La sorgente del Tevere, "il fiume sacro ai destini di Roma", si cela tra i maestosi faggi del Monte Fumaiolo, una delle vette dell'Appennino tosco-emiliano. A un'altitudine di 1.268 metri sul livello del mare, in un luogo noto come "Le Vene del Tevere", due sorgenti distanti appena dieci metri l'una dall'altra danno inizio al suo lungo viaggio. L'accesso a questo luogo incantevole avviene tramite sentieri immersi nella faggeta, con la possibilità di raggiungere anche la cima del Monte Fumaiolo, a 1.407 metri.

Monte Fumaiolo e la sorgente del Tevere

Un monumento in travertino locale, inaugurato il 15 agosto 1934, segna con un'aquila imperiale in bronzo e teste di lupa l'esatto punto in cui l'acqua inizia il suo cammino verso la Città Eterna. La stele porta l'iscrizione: "Qui nasce il fiume sacro ai destini di Roma - O.N.D. - XV agosto MCMXXXIV. A. XII. E.F.". Questa collocazione geografica ha una storia peculiare: nel 1923, Mussolini fece spostare i confini regionali per includere il Monte Fumaiolo nella provincia di Forlì-Cesena, sua terra d'origine, legando così simbolicamente la sorgente del fiume alla sua provincia.

Il nome antico del fiume, Albula, deriverebbe dalla tradizione popolare in riferimento al colore chiaro delle sue acque bionde. Un altro nome antico, Rumon, di origine etrusca, è stato collegato al nome di Roma. Secondo una leggenda romana, il toponimo Tevere deriverebbe da Tiberino Silvio, un discendente di Enea, morto annegato nelle sue acque. Virgilio, invece, riporta che già gli Etruschi lo chiamassero Thybris.

Un Viaggio Attraverso l'Italia: Dalla Romagna al Lazio

Dopo aver percorso i suoi primi chilometri in Romagna, in una valle suggestiva, il Tevere aggira il Monte Fumaiolo ed entra in Toscana, nella provincia di Arezzo. Qui scorre per un breve tratto con un regime torrentizio, attraversando cittadine come Pieve Santo Stefano e Sansepolcro, prima di segnare l'inizio della Val Tiberina.

Val Tiberina con il fiume Tevere

Successivamente, forma il Lago di Montedoglio, uno dei più grandi bacini artificiali d'Europa, realizzato con una diga in terra per immagazzinare acqua per l'irrigazione, stabilizzare la portata e produrre energia elettrica. Uscito dal lago, il fiume prosegue verso sud-est, con un corso sinuoso e una pendenza ancora accentuata, toccando Città di Castello e Umbertide.

Il viaggio prosegue in Umbria, dove il Tevere bagna Sansepolcro e Città di Castello, scorre nelle vicinanze di Perugia e Marsciano, e lambisce il colle di Todi. Riceve da sinistra il Chiascio, uno dei suoi primi affluenti importanti, e poi piega verso sud-ovest, allargandosi nel bacino idroelettrico del Lago di Corbara. In questa area è stato istituito il Parco fluviale del Tevere, un'oasi di biodiversità che ospita numerose specie animali, in particolare uccelli migratori.

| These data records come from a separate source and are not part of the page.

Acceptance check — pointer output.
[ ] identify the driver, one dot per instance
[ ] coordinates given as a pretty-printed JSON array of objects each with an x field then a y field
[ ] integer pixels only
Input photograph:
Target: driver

Ricevuto da destra il Paglia, il Tevere riprende la sua corsa verso sud, per poi piegare nuovamente verso sud-est. Subito a valle di Orte, un nodo geografico cruciale, il fiume riceve da sinistra le abbondanti acque del Nera, che a sua volta raccoglie quelle del Velino. Il Nera è il settimo corso d'acqua italiano per portata, con 168 metri cubi d'acqua al secondo. In questa zona, il Tevere assume definitivamente le sue caratteristiche fluviali, con un alveo che può raggiungere i 200 metri di larghezza.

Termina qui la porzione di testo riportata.